#brain #Omega3 #fish #health
Researchers determined how omega-3 and vitamin D3 can help boost the immune system’s capability to remove the brain of amyloid plaques, a hallmark of Alzheimer’s disease.
They discovered synapse signaling networks and Key genes regulated by the omega-3 fatty acid docosahexaenoic acid (DHA) and vitamin D3 can help manage inflammation and greatly boost plaque clearance.
Earlier lab work by the researchers helped explain Key mechanisms involved with assisting vitamin D3 to clear the abnormal protein amyloid-beta, which is found within the plaque. The current research extends the earlier results with vitamin D3 and emphasizes the part that omega-3 DHA plays.
The researchers took blood samples from Alzheimer’s patients as well as healthy controls, then isolated important immune cells known as macrophages from the blood.
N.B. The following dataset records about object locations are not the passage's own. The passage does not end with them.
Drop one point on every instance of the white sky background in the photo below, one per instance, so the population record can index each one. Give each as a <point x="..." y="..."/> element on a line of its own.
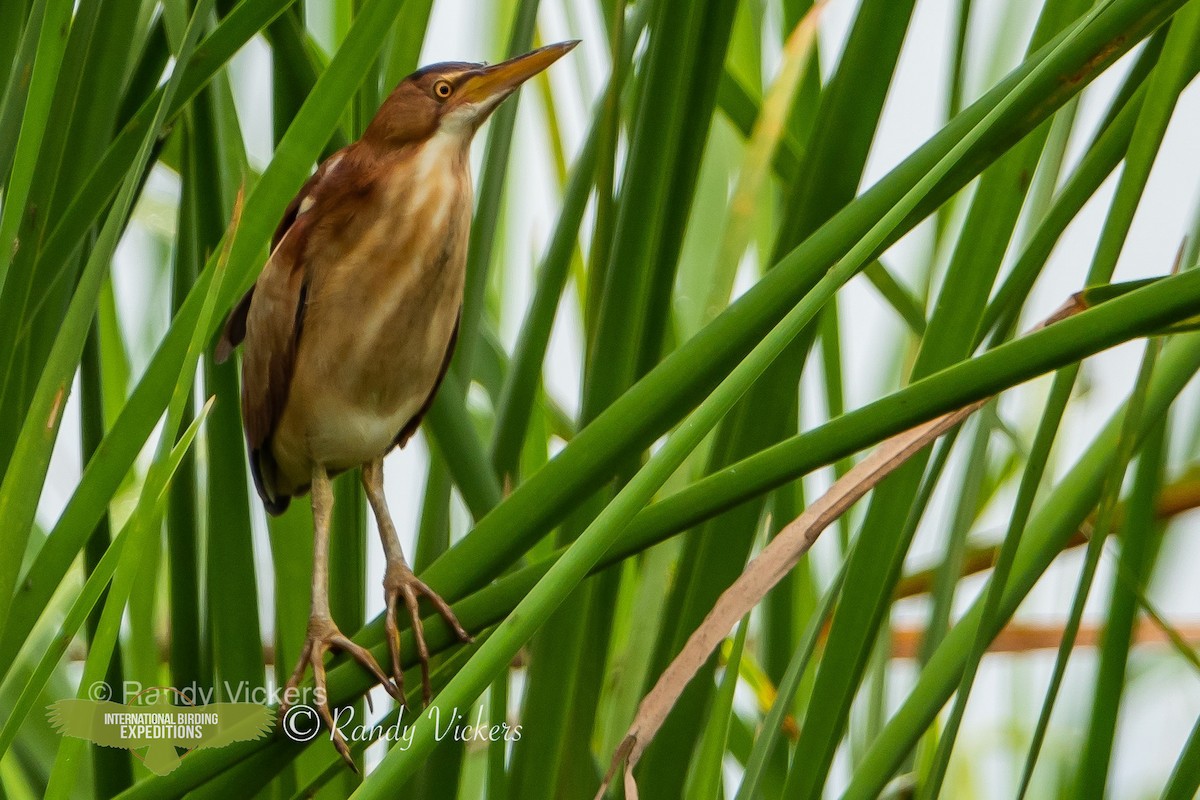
<point x="1153" y="722"/>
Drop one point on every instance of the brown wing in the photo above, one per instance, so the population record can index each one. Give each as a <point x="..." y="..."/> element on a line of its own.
<point x="269" y="319"/>
<point x="409" y="428"/>
<point x="235" y="325"/>
<point x="274" y="323"/>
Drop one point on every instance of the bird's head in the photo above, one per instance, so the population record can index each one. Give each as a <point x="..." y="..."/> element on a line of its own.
<point x="455" y="97"/>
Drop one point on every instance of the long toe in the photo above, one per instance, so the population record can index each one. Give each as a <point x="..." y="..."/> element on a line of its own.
<point x="391" y="630"/>
<point x="443" y="609"/>
<point x="369" y="662"/>
<point x="323" y="636"/>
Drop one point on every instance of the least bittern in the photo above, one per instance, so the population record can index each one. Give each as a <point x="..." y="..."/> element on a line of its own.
<point x="351" y="326"/>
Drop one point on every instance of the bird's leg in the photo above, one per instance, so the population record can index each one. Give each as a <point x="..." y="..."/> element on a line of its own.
<point x="399" y="582"/>
<point x="323" y="632"/>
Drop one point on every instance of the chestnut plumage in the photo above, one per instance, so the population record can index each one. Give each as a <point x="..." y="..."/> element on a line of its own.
<point x="351" y="326"/>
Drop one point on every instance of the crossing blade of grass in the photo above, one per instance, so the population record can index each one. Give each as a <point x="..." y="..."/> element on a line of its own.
<point x="19" y="491"/>
<point x="763" y="572"/>
<point x="54" y="29"/>
<point x="707" y="779"/>
<point x="1057" y="518"/>
<point x="89" y="203"/>
<point x="1165" y="84"/>
<point x="765" y="137"/>
<point x="1140" y="537"/>
<point x="487" y="206"/>
<point x="1127" y="445"/>
<point x="144" y="525"/>
<point x="85" y="601"/>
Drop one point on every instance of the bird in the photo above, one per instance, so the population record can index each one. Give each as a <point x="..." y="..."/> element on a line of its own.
<point x="349" y="328"/>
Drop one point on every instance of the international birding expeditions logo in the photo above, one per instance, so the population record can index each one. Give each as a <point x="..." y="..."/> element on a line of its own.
<point x="149" y="720"/>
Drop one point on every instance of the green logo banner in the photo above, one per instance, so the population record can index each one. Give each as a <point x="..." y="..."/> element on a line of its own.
<point x="160" y="727"/>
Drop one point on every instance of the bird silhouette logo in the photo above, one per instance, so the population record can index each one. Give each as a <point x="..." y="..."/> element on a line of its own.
<point x="159" y="727"/>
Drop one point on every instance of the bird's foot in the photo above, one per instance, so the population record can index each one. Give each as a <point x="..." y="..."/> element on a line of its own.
<point x="324" y="636"/>
<point x="400" y="583"/>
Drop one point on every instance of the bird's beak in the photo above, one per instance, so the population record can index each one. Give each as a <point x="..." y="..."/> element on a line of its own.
<point x="486" y="86"/>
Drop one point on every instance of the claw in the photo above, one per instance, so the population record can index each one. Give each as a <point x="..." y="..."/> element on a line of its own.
<point x="324" y="636"/>
<point x="400" y="582"/>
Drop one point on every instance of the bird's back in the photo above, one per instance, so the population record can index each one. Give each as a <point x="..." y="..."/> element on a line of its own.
<point x="382" y="304"/>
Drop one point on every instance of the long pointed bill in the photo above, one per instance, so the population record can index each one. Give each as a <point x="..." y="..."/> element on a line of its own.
<point x="491" y="84"/>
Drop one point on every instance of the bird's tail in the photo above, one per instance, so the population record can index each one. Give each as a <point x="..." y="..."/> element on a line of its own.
<point x="262" y="467"/>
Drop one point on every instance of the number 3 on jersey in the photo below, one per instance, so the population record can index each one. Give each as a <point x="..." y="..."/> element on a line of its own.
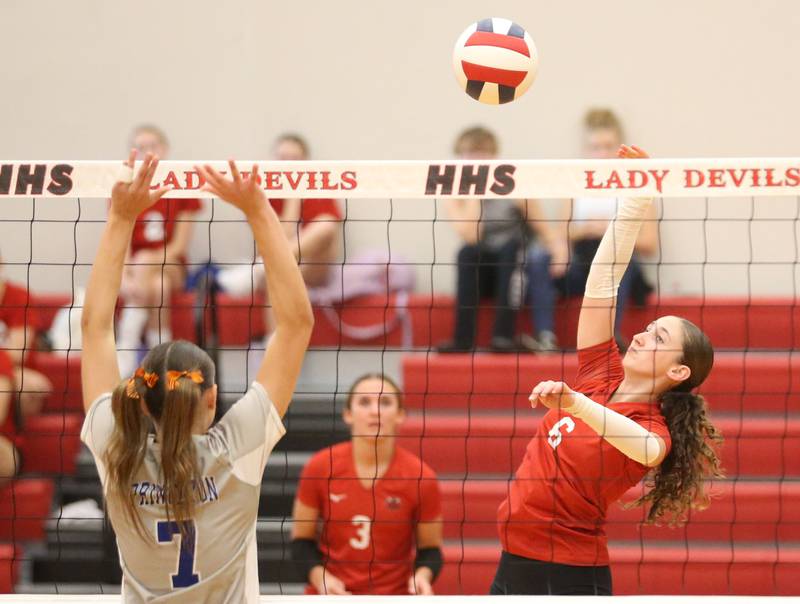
<point x="554" y="436"/>
<point x="363" y="525"/>
<point x="166" y="531"/>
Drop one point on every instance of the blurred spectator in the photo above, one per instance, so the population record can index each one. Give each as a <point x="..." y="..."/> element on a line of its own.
<point x="495" y="234"/>
<point x="587" y="221"/>
<point x="156" y="263"/>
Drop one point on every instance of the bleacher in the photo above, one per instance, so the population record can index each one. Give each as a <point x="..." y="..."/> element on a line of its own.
<point x="470" y="420"/>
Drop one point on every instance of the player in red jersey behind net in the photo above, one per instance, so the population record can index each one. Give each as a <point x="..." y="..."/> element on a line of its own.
<point x="621" y="421"/>
<point x="361" y="505"/>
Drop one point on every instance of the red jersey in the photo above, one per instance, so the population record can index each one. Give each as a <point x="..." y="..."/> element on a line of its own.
<point x="367" y="534"/>
<point x="15" y="310"/>
<point x="155" y="226"/>
<point x="557" y="502"/>
<point x="310" y="209"/>
<point x="8" y="425"/>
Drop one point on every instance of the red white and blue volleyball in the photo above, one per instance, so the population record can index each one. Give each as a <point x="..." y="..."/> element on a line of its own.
<point x="495" y="61"/>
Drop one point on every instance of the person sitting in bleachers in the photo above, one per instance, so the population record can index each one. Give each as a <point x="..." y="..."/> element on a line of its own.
<point x="587" y="219"/>
<point x="156" y="263"/>
<point x="10" y="436"/>
<point x="363" y="505"/>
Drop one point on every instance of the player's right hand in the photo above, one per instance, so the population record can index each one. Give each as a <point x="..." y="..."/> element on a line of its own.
<point x="244" y="193"/>
<point x="328" y="584"/>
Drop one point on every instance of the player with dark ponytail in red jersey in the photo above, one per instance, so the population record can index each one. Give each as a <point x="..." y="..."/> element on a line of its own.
<point x="367" y="516"/>
<point x="621" y="421"/>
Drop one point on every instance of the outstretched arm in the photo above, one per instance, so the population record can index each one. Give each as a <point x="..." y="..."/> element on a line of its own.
<point x="596" y="322"/>
<point x="287" y="292"/>
<point x="99" y="369"/>
<point x="627" y="436"/>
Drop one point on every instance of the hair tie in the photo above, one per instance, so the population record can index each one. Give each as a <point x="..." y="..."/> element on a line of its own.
<point x="174" y="376"/>
<point x="150" y="377"/>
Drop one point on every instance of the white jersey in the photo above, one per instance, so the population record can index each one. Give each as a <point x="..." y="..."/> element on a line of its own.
<point x="221" y="564"/>
<point x="594" y="208"/>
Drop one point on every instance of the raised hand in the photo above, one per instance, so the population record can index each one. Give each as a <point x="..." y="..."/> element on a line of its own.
<point x="244" y="193"/>
<point x="419" y="583"/>
<point x="129" y="198"/>
<point x="327" y="584"/>
<point x="553" y="395"/>
<point x="631" y="152"/>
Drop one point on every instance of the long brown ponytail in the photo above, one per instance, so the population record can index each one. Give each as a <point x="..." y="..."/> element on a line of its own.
<point x="171" y="398"/>
<point x="678" y="484"/>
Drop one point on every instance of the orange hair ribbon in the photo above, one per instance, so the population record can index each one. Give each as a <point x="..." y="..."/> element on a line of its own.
<point x="174" y="376"/>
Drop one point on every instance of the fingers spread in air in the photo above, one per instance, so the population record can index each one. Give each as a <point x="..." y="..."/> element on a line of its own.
<point x="237" y="178"/>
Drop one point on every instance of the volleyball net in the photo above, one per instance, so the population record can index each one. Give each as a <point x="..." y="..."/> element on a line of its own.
<point x="724" y="255"/>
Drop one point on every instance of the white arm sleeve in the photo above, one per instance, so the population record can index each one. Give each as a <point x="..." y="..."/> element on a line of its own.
<point x="616" y="248"/>
<point x="630" y="438"/>
<point x="247" y="434"/>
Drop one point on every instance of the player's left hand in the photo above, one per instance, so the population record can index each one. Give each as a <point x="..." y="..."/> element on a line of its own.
<point x="129" y="199"/>
<point x="419" y="584"/>
<point x="553" y="395"/>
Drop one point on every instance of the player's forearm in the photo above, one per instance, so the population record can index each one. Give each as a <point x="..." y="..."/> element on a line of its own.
<point x="285" y="286"/>
<point x="181" y="238"/>
<point x="630" y="438"/>
<point x="104" y="281"/>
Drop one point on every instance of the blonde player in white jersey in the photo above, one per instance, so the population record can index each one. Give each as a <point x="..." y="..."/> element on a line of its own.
<point x="183" y="498"/>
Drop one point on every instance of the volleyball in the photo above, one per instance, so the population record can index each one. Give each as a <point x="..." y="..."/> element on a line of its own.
<point x="495" y="61"/>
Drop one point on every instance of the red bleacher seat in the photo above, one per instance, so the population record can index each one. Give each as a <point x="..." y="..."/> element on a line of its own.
<point x="52" y="442"/>
<point x="24" y="508"/>
<point x="730" y="322"/>
<point x="651" y="568"/>
<point x="9" y="567"/>
<point x="64" y="372"/>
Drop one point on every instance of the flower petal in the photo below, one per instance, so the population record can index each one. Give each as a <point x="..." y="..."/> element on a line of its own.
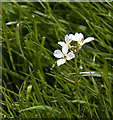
<point x="87" y="40"/>
<point x="72" y="37"/>
<point x="61" y="43"/>
<point x="58" y="54"/>
<point x="65" y="49"/>
<point x="70" y="55"/>
<point x="67" y="38"/>
<point x="79" y="36"/>
<point x="60" y="62"/>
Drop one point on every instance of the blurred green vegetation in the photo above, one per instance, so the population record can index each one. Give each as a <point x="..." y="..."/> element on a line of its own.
<point x="33" y="85"/>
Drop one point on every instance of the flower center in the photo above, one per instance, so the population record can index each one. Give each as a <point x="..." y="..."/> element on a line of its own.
<point x="65" y="56"/>
<point x="69" y="46"/>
These immune cells are responsible for gobbling up amyloid-beta as well as other waste products inside the body and brain.
They incubated the macrophages over night together with amyloid-beta. They then added either an active type of the omega-3 fatty acid DHA known as resolvin D1 or an active type of vitamin D3 known as 1alpha,25-dihydroxyvitamin D3 to a few of the cells to evaluate the effect that they had on amyloid-beta absorption and inflammation.
Both resolvin D1 and 1alpha, 25-dihydroxyvitamin D3 improved the capability of the Alzheimer’s patients’ immune cells to gobble-up amyloid-beta, in addition they inhibited the cell death that’s caused by amyloid-beta. The researchers found that each nutrition molecule made use of different receptors and common signaling pathways to accomplish this.
The 3 kinds of omega-3 fatty acids are: DHA, or docosahexaenoic acid, EPA, or eicosapentaenoic acid and ALA, or a-linolenic acid. DHA and EPA are found in fish and other marine life like phytoplankton and algae.
Bottom Line: Omega-3 EPA & DHA and vitamin D support brain function, heart and eye health.